Public-safe terminology.

Marketing-level definitions. The protocol-level definitions live behind a mutual NDA.

Structural Authentication
The category-defining paradigm EdSSA introduced. Two parties authenticate by independently constructing the same ephemeral credential from shared in-memory state and public ambient inputs — without a central authority in the hot path, without per-request communication to a third party, and without multi-node consensus. The umbrella term in the patent application "Decentralised Stateless Structural Authentication" (filed 1 May 2026).
Adaptive Credential Plasticity
The architectural property — also referred to as the "breathing credential" — by which independent design parameters control security level and operational resilience separately. Authentication absorbs transient ratchet ticks, oracle hiccups, schema transitions, and clock drift transparently, without weakening the cryptographic guarantee.
EdSSA Seed
The shared in-memory state that two endpoints derive at bootstrap and advance autonomously thereafter. Lives only in volatile memory; never written to non-volatile storage at runtime. The full mechanism is L3 material under NDA.
Schema Blueprint
The volatile-only positional structure each endpoint holds, used by the deterministic rule engine to construct or parse the ephemeral credential. Rotates autonomously and is never persisted. Detailed structure under NDA.
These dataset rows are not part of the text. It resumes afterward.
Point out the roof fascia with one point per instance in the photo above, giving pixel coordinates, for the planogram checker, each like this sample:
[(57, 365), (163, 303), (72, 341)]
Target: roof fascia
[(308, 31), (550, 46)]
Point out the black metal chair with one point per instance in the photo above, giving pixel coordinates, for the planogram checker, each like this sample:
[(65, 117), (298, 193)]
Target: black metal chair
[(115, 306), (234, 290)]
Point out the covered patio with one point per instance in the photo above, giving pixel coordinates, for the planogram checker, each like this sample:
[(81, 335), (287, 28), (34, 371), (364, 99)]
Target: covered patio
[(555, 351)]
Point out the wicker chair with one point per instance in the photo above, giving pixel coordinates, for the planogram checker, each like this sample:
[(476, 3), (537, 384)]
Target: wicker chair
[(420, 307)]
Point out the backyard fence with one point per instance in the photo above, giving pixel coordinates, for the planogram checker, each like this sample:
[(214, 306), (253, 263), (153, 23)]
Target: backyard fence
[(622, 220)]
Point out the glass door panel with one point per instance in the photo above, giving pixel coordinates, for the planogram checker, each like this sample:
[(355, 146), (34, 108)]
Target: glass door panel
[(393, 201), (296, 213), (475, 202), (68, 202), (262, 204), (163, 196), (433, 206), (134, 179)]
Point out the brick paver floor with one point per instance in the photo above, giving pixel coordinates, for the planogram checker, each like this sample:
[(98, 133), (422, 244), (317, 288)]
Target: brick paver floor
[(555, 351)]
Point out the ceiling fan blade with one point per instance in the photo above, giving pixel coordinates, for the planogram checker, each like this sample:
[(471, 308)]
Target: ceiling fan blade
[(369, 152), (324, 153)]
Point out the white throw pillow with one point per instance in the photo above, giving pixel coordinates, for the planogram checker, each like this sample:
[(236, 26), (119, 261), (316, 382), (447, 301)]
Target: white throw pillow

Three-Class Oracle Taxonomy
The classification of public ambient inputs into three roles: content oracles (which contribute to credential bytes), control oracles (which anchor protocol state, e.g., time synchronisation), and fingerprint oracles (device-local identifiers used only during cold-boot recovery). The specific source curation is L3 material under NDA.
Recipe-and-Anchor Recovery
A cold-boot recovery mechanism that does not require persistent storage of secret state at either endpoint. Combines a byte-offset recipe over device-local fingerprint values with a one-way recovery anchor and a PAKE handshake; the anchor itself never traverses the network. Distinct from PUF helper-data schemes.
Breathing credential
The marketing-level metaphor for the ephemeral credential that DSSA protocol endpoints exchange. The credential is built freshly each request from a shared in-memory state and public ambient inputs; the state advances autonomously over time.
Bootstrap
The single, initial post-quantum handshake between two endpoints. After bootstrap, the bootstrap material is discarded; subsequent authentication runs on derived state.
Decentralised verification
The property that no central authority sits in the hot path of authentication. Each endpoint can verify its counterparty locally, using only state held in volatile memory.
Forward secrecy from quantum break
The property that even a future quantum-break of the bootstrap handshake cannot recover authentication state established before the break. Achieved by discarding bootstrap material immediately and advancing state through one-way functions only.
Hibernation handshake
A protocol mode in EdSSA Orbit that allows two endpoints to remain mutually authenticated across multi-orbit or multi-day communication gaps without re-bootstrap.
Oracle
A public, ambient input — observable in the operating environment — that contributes to credential derivation. EdSSA uses a curated taxonomy of oracle classes; the specific source list and quality ranks are L3 material under NDA.
Post-quantum primitive
A cryptographic primitive whose security does not depend on assumptions broken by a cryptographically relevant quantum computer. EdSSA uses primitives standardised by NIST FIPS 203 and the related family.
Ratchet
The autonomous, scheduled advancement of the in-memory state. Both endpoints advance independently. The forward direction is one-way.
Resilience margin
The headroom designed into the protocol to absorb transient noise — clock drift, oracle hiccups, schema transitions — without weakening the cryptographic guarantee.
Stateless authentication
Authentication in which no per-session secret is held on disk. State exists in volatile memory at each endpoint, and only there.
Threshold authentication
A multi-member identity scheme in which the group identity remains valid as long as a threshold of members are present and authentic. Used by EdSSA Swarm.
Validating relay
A pass-through component that validates authentication tokens before traffic reaches origin. EdSSA Edge is the validating-relay tier of the protocol family.
Audit emission
The protocol's configurable ability to emit structured audit records per verification event. Tiers range from "no emission" through compliance-baseline records (suitable for DSCSA, FMD, NIS2, ISO 27001), telemetry counters (for operations dashboards), to full per-event trace (for incident response). Optional Merkle-anchored tamper-evidence available for high-assurance regimes. Detailed technical specification under NDA.